La publication du rapport Mongereau par le Conseil économique et social marque une évolution notable du débat sur l’intelligence économique, notamment grâce à l’intervention des partenaires sociaux. Deux ans après la nomination d’Alain Juillet, dont le Conseil salue le travail, la politique publique d’intelligence économique semble sur la voie d’une démocratisation salutaire.

Le Conseil économique et social vient de rendre son avis accompagné d’un rapport sur l’intelligence économique, un double événement remarquable par les enjeux et la portée qu’il représente.
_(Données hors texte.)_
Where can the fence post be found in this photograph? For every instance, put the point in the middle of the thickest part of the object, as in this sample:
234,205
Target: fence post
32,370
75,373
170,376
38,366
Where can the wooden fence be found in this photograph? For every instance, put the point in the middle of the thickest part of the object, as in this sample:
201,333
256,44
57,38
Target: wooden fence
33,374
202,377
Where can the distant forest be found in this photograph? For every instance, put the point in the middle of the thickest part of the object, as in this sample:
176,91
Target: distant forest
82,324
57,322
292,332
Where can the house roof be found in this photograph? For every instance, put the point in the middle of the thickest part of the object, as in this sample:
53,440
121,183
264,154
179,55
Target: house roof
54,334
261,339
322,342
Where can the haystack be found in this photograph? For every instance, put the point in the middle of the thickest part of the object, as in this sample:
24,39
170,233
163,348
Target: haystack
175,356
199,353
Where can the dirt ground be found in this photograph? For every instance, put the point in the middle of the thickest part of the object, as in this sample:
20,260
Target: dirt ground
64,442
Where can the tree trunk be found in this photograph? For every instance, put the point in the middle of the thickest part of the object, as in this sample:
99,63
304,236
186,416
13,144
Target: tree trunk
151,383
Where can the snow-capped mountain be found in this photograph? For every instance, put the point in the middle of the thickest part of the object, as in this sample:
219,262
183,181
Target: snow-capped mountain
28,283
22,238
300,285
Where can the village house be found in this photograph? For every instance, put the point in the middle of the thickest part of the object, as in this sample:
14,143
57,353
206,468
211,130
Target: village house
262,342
Le rapport Mongereau devrait faire date, parce qu’il apporte une vision didactique et des propositions concrètes, applicables quelles que soient les options politiques qui découleront des prochaines échéances électorales.
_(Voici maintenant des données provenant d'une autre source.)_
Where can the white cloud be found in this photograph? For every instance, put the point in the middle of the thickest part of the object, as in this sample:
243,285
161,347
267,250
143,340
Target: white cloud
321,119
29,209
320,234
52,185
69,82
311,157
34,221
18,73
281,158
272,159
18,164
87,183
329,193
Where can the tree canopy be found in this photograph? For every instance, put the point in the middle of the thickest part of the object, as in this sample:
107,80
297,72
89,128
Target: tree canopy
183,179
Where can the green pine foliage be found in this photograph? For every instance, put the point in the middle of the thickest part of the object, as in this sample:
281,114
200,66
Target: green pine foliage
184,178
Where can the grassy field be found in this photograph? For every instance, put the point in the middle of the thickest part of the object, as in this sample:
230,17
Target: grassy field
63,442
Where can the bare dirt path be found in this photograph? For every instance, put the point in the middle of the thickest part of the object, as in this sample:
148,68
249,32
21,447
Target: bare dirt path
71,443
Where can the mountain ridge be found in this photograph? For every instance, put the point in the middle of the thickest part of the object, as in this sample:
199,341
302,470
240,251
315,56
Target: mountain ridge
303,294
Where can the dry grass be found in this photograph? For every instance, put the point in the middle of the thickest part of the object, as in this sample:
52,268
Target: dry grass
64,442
Le rapport se caractérise par une vision large et partagée de l’IE. Il met en avant (enfin) la place des PME dans l’économie nationale, et l’on pourrait presque dire qu’il leur est dédié, tant elles occupent une place privilégiée tout au long des quatre-vingts pages de l’ouvrage. Mais l’auteur explore également l’ensemble des acteurs de l’IE, notamment l’Etat en tant que garant de la puissance économique nationale. Soulignant la réalité et les enjeux des affrontements économiques, il privilégie une approche analytique lucide et sereine, évitant le piège d’une rhétorique polémique véhiculée par le discours dominant. Il rompt ainsi avec une tendance qui définit l’IE à travers un prisme idéologique que ne partage pas l’ensemble de la communauté de l’intelligence économique, parce que non représentatif de notre culture socio-économique, ou de la sensibilité politique d’une partie de nos concitoyens. Pour autant, nulle naïveté dans ce rapport, qui explore toutes les facettes de la réalité économique auxquelles l’intelligence économique peut apporter des solutions. De la veille aux stratégies d’influence, en passant par la protection du patrimoine, la gestion des risques, les affrontements concurrentiels ou la lutte contre la désinformation, l’auteur nous guide, au-delà des mots, dans la compréhension d’une discipline complexe. Concluant à la nécessité d’une réflexion stratégique sur le rôle de l’Etat, il en appelle à une politique européenne d’intelligence économique sur la base de la stratégie de Lisbonne.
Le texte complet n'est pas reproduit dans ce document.